The recognizer property is used in multiple verbs (gather, transcribe, dial). It selects and configures the speech recognizer.

It is an object containing the following properties:

option	description	required
vendor	Speech vendor to use (see list below, along with any others you add via the custom speech API)	no
language	Language code to use for speech detection. Defaults to the application level setting	no
fallbackVendor	Fallback Speech vendor to use (see list below, along with any others you add via the custom speech API)	no
fallbackLanguage	Fallback Language code to use for speech detection. Defaults to the application level setting	no
interim	If true, interim transcriptions are sent	no (default: false)
hints	(google, microsoft, deepgram, nvidia, soniox) Array of words or phrases to assist speech detection. See examples below.	no
hintsBoost	(google, nvidia) Number indicating the strength to assign to the configured hints.
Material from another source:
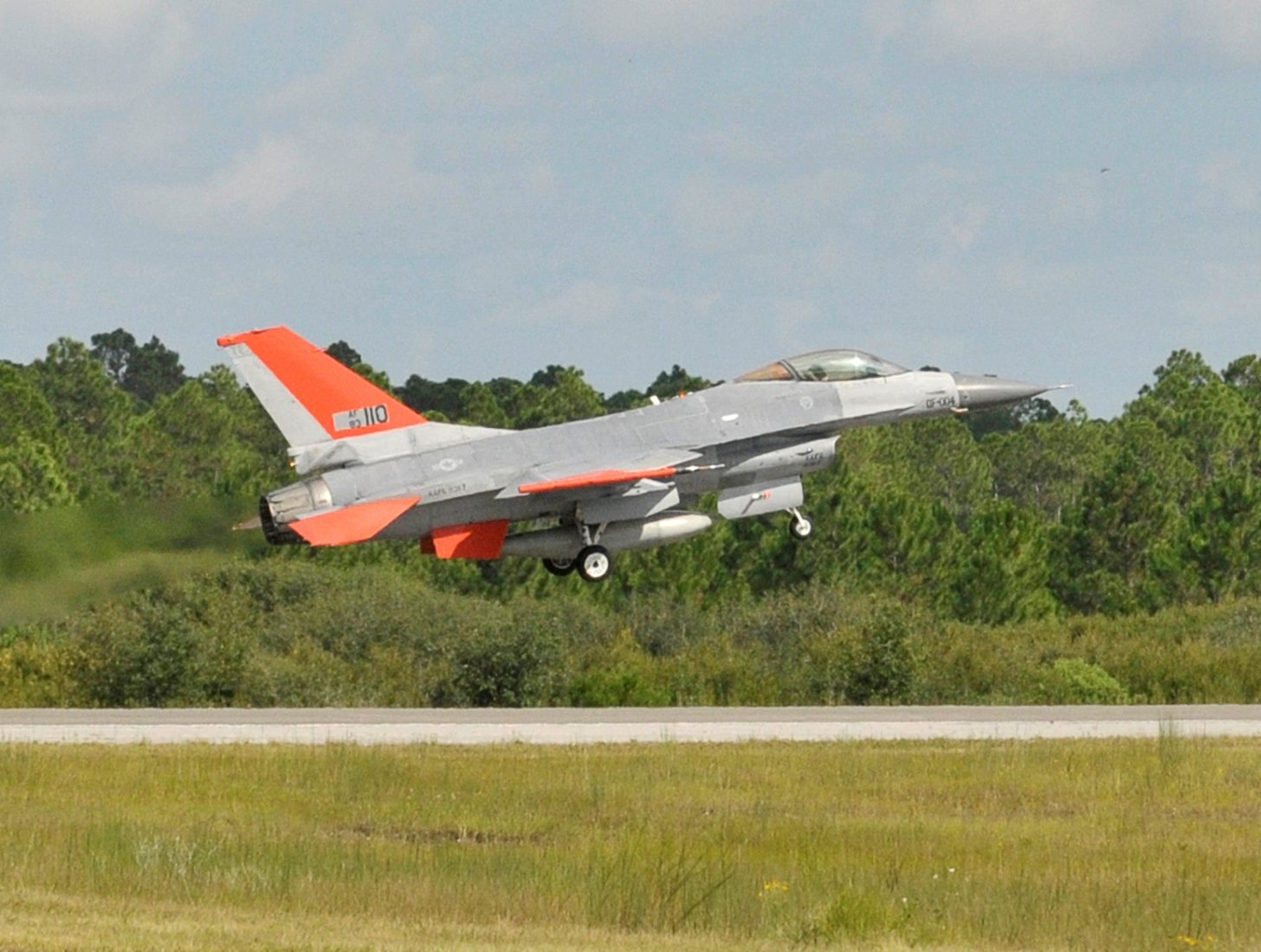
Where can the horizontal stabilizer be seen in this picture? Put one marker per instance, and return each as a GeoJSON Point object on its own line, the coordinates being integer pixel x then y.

See examples below.	no
profanityFilter	(google, deepgram, nuance, nvidia) If true, filter profanity from speech transcription . Default: no	no
singleUtterance	(google) If true, return only a single utterance/transcript	no (default: true for gather)
vad.enable	If true, delay connecting to cloud recognizer until speech is detected	no
vad.voiceMs	If vad is enabled, the number of milliseconds of speech required before connecting to cloud recognizer	no
vad.mode	If vad is enabled, this setting governs the sensitivity of the voice activity detector; value must be between 0 to 3 inclusive, lower numbers mean more sensitive	no
separateRecognitionPerChannel	If true, recognize both caller and called party speech using separate recognition sessions	no
altLanguages	(google, microsoft) An array of alternative languages that the speaker may be using	no
punctuation	(google) Enable automatic punctuation	no
model	(google) speech recognition model to use	no (default: phone_call)
enhancedModel	(google) Use enhanced model	no
words	(google) Enable word offsets	no
diarization	(google) Enable speaker diarization	no
diarizationMinSpeakers	(google) Set the minimum speaker count	no
diarizationMaxSpeakers	(google) Set the maximum speaker count	no
interactionType	(google) Set the interaction type: discussion, presentation, phone_call, voicemail, professionally_produced, voice_search, voice_command, dictation	no
naicsCode	(google) set an industry NAICS code that is relevant to the speech	no
vocabularyName	(aws) The name of a vocabulary to use when processing the speech.	no
vocabularyFilterName	(aws) The name of a vocabulary filter to use when processing the speech.	no
filterMethod	(aws) The method to use when filtering the speech: remove, mask, or tag.	no
languageModelName	(aws) The name of the custom language model when processing speech.	no
identifyChannels	(aws) Enable channel identification.	no
profanityOption	(microsoft) masked, removed, or raw. Default: raw	no
outputFormat	(microsoft) simple or detailed. Default: simple	no
requestSnr	(microsoft) Request signal to noise information	no
initialSpeechTimeoutMs	(microsoft) Initial speech timeout in milliseconds	no
minConfidence	If provided, final transcripts with confidence less than this value return a reason of 'stt-low-confidence' in webhook	no
transcriptionHook	Webhook to receive an HTPP POST when an interim or final transcription is received.	yes
asrTimeout	timeout value for continuous ASR feature	no
asrDtmfTerminationDigit	DMTF key that terminates continuous ASR feature	no
azureServiceEndpoint	Custom service endpoint to connect to, instead of hosted Microsoft regional endpoints	no
azureOptions (added in 0.8.5)	Azure-specific speech recognition options (see below)	no
deepgramOptions (added in 0.8.0)	Deepgram-specific speech recognition options (see below)	no
ibmOptions (added in 0.8.0)	IBM Watson-specific speech recognition options (see below)	no
nuanceOptions (added in 0.8.0)	Nuance-specific speech recognition options (see below)	no
nvidiaOptions (added in 0.8.0)	Nvidia-specific speech recognition options (see below)	no
sonioxOptions (added in 0.8.2)	Soniox-specific speech recognition options (see below)	no

Speech-to-text vendors

jambonz natively supports the following speech-to-text services:

assemblyai
aws
azure
cobalt
deepgram
google
ibm
nuance
nvidia
sonoix

Note: Microsoft supports on-prem and private link options for deploying the speech service in addition to the hosted Microsoft service.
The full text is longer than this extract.